In my top selling charcoal bar, I use a ratio of 1:310. That means 1g of charcoal for every 310g of oils to get a rich dark black. If I wanted to make a pound of gray soap, well, I would be attempting to measure in fractions of grams which most scales don’t to very well. So, I add a “little bit” at a time with a very small spoon.
How to get jet black charcoal soap with activated charcoal
This has got to be the most common activated charcoal question I see in my Facebook group – how to get a BLACK black from activated charcoal (without staining your wash cloths).
- First, use coconut charcoal. It’s blacker than hardwood.
- Next, blend your colors! As I explain in my book, there are many shades of black. And, black is a mix of all colors. In fact, you can have oodles of fun creating different shades and tints of black by adding different colors to darken your black! My favorite jet black comes from adding coconut activated charcoal to an otherwise blue or purple soap.
- To ensure a midnight jet black, make sure you gel your CP soap. HP soaps always gel (love that hot processing!) and will always result in a richer black than a cold process equivalent.
And finally, here’s a sampling of the black charcoal soaps from my book along with other charcoal soaps I’ve made over the years. I’ll continue to update this section, so be sure to check back as I make more charcoal soaps for your reference!

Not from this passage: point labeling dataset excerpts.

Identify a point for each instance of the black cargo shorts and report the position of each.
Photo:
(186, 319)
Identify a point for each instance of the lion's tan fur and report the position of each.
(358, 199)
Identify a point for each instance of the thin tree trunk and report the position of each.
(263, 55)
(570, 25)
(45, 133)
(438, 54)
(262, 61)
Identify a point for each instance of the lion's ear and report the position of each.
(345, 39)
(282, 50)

Pro Tip: How to Clean Up Activated Charcoal Spills
Let’s face it, working with activated charcoal is messy! And spills are bound to happen even to the best soap makers out there. Here are my tips for cleaning up (and avoiding spills) when working with activated charcoal.

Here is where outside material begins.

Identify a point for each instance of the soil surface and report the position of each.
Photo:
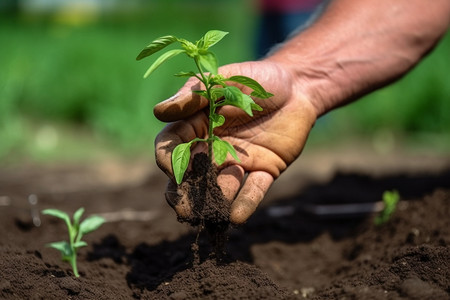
(305, 241)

Don’t use activated charcoal out of a bag. Every time you open that bag, a poof of black powder will emit out and cover your work space. Transfer your activated charcoal to a jar or other container with a screw top lid.
If you’re extra messy (like I tend to be) you can keep your jar in a bag!. This helps contain any bits of powder that poof out when you scoop.

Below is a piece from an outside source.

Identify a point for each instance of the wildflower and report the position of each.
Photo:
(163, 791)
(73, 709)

Speaking of scooping, scoop, don’t pour, out of your jar. Use a large of a utensil as you can to scoop so you only have to scoop once. Wipe the scoop off on a cloth before setting it down. The charcoal will spread from the scoop to everywhere!
To clean up any spills that do happen, I like to moisten the surface before I wipe. If you wipe dry activated charcoal, you’re just going to smudge it around your surface. I use a fine mist spray bottle and gently cover the area with soapy water. I then slowly wipe the moistened surface with a clean rag, changing rags between each wipe – again, to avoid just spreading the charcoal around.
If your surface is porous, a few things will happen:
If there was a stain (like the turmeric you spilled last week🤣) you’ll notice that the charcoal might have cleaned that up for you!
You might also notice charcoal “stains” on your surface. These will eventually fade and can be cleaned up after many scrubbings. You can even try spreading a little coconut oil on the surface, and then washing with soap and water.
If you’re soaping on your beautiful quarts or granite counter tops, stop. Stop right here and now and put some freezer paper down! You will spill your charcoal. You will have black smudgy spots all over your counter top. Your spouse will consider banning you from soaping in your kitchen!
To get charcoal off of your hands, slather on some coconut oil, massage, and then wash with soap and water.
How to Fix a Failed Activated Charcoal Soap
If your charcoal soap is a “fail” because it should be black, but came out gray. Or, it’s a great black but leaves black mess every time you use it, consider rebatching it! The Rebatching Tutorial includes formulas and recipes for both basic rebatches and partial rebatches. And it includes the recipe for my Christmas Coal Soaps! Those failed charcoal soaps will make some great holiday treats for both the naughty and the nice on your holidays list!